Johnny Marco, lasse de son statut de star, finit d'ailleurs par laisser derrière lui sa voiture de sport et se déleste de tous ses biens matériels, pour symboliquement redevenir lui, un père de famille sans artifice. 

Johnny Marco, d'abord tournant en rond sur un circuit, puis finalement s'affranchissement de ce cycle infernal en laissant derrière lui sa voiture.

Bob est en plus entre deux villes, New York et Tokyo. Il est partout et nulle part à la fois. Il n'est pas à NYC, ce que sa femme lui reproche très souvent en l'appelant au téléphone à des heures impossibles, pour lui parler de la déco de leur maison. Il n'est pas non plus réellement à Tokyo. Il est à l'hôtel, et n'en sort qu'escorté de son équipe ou de Charlotte (Scarlett Johansson). Dans le cas de Johnny et de Bob, le téléphone est ce qui les relie avec la réalité, un vrai fil rouge liant les deux mondes. En voix off, on y entend leurs femmes (qu'on ne verra jamais dans les films) leur faire des reproches à propos de leur absence. Ils sont partout, mais leurs voyages font qu'ils ne sont jamais là. 

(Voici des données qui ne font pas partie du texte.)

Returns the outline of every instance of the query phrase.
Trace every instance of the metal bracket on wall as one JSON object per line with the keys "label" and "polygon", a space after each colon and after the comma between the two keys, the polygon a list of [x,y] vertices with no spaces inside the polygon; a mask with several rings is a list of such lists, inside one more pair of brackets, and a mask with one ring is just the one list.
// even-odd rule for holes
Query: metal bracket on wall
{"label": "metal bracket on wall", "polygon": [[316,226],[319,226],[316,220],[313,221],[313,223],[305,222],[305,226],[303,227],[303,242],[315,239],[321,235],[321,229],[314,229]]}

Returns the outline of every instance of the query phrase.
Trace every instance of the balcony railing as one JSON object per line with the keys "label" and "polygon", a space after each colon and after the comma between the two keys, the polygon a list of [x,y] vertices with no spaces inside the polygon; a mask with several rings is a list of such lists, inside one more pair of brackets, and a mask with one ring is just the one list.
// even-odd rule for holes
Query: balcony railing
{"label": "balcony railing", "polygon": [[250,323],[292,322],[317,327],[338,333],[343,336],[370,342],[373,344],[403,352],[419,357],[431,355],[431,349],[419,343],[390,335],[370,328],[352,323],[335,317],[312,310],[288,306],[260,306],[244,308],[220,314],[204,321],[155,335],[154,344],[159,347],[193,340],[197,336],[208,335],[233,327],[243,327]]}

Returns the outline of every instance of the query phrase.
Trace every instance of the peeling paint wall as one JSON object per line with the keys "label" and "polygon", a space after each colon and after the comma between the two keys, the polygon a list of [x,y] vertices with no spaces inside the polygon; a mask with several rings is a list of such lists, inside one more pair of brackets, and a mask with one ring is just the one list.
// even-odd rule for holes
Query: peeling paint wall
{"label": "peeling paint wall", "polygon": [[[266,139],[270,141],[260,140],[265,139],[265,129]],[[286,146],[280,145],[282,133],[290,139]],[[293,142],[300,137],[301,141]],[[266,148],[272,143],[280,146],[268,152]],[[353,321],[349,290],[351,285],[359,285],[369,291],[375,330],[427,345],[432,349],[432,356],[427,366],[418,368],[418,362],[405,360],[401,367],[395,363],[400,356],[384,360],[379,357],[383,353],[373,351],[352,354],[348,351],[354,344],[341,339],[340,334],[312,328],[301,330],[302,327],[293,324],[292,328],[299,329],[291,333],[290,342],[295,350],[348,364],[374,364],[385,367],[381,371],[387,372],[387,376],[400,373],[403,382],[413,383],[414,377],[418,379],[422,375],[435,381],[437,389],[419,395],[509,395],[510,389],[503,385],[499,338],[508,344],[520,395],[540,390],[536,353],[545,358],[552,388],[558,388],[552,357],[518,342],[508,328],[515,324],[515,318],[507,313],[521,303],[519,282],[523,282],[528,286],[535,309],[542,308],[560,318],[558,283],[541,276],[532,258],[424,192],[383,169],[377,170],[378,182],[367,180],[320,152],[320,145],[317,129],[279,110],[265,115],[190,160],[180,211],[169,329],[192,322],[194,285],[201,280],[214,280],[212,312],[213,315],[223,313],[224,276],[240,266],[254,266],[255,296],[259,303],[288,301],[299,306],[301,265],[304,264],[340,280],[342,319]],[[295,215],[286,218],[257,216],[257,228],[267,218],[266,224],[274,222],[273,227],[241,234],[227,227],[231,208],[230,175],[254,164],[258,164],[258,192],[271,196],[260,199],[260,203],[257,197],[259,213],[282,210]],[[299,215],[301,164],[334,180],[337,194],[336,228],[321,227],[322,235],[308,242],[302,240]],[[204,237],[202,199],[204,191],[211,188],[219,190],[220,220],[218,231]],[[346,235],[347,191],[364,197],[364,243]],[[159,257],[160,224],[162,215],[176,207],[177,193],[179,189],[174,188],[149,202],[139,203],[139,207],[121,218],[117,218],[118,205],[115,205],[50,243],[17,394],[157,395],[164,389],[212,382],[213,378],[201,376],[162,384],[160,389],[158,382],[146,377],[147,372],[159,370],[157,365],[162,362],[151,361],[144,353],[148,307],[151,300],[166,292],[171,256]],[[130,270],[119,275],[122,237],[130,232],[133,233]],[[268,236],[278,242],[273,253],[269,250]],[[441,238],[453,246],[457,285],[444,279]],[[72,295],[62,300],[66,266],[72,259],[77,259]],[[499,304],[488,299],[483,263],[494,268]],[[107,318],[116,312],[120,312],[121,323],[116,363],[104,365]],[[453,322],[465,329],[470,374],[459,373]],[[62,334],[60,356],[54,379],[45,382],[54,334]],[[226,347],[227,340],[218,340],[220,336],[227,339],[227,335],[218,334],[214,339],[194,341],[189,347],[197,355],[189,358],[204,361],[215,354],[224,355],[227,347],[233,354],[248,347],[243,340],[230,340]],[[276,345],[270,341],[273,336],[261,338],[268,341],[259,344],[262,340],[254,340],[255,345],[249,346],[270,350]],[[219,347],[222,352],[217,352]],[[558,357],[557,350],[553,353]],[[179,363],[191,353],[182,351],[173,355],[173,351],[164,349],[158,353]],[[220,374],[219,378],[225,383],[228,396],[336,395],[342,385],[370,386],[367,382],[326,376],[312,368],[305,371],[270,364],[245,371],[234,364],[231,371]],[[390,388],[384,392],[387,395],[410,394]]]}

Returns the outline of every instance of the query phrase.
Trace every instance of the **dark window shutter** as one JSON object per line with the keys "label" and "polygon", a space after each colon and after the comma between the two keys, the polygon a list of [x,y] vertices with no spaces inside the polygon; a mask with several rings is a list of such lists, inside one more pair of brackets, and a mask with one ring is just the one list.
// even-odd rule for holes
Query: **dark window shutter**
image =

Dans Virgin Suicides, les filles voyagent en rêvant d'aventure
Avant que les jeunes filles de Virgin Suicides ne soient séquestrées chez elles, elles doivent elles aussi faire semblant au lycée, donner le change en portant un masque pour cacher ce qu'elles ressentent. Puis, quand leur isolement commence réellement, elles n'ont d'autre moyen d'atteindre le monde réel que d'échanger des appels téléphoniques avec les jeunes voisins d'en face. Si proches physiquement mais si éloignés psychiquement, ils communiquent par chansons interposées, essayant de se comprendre et de s'atteindre, fascinés qu'ils sont tous par le sexe opposé. Les adolescentes dans Virgin Suicides sont entre deux à bien des niveaux. Tout d'abord, elles évoluent entre rêve et réalité. Pour elles, le voyage est intérieur, car elles sont coincées dans leur propre maison, recluses à cause d'une mère elle même prisonnière de ses principes. Elles commandent des catalogues auprès d'agence de voyage et rêvent leurs destinations, immobiles dans leur chambre. On peut dire aussi qu'elles oscillent toujours entre la vie et la mort, s'échappant de leur destin morne en planifiant scrupuleusement leurs suicides (les garçons pensent d'ailleurs en venant les chercher qu'ils les emmènent en voyage). Comprenant qu'il n'y a pas d'issu, Cécilia préfère s'empaler sur les barreaux de sa prison (la grille devant la maison), et les voisins de commenter (au téléphone, entre eux) : 

"That girl didn’t wanna die. She just wanted out of that house”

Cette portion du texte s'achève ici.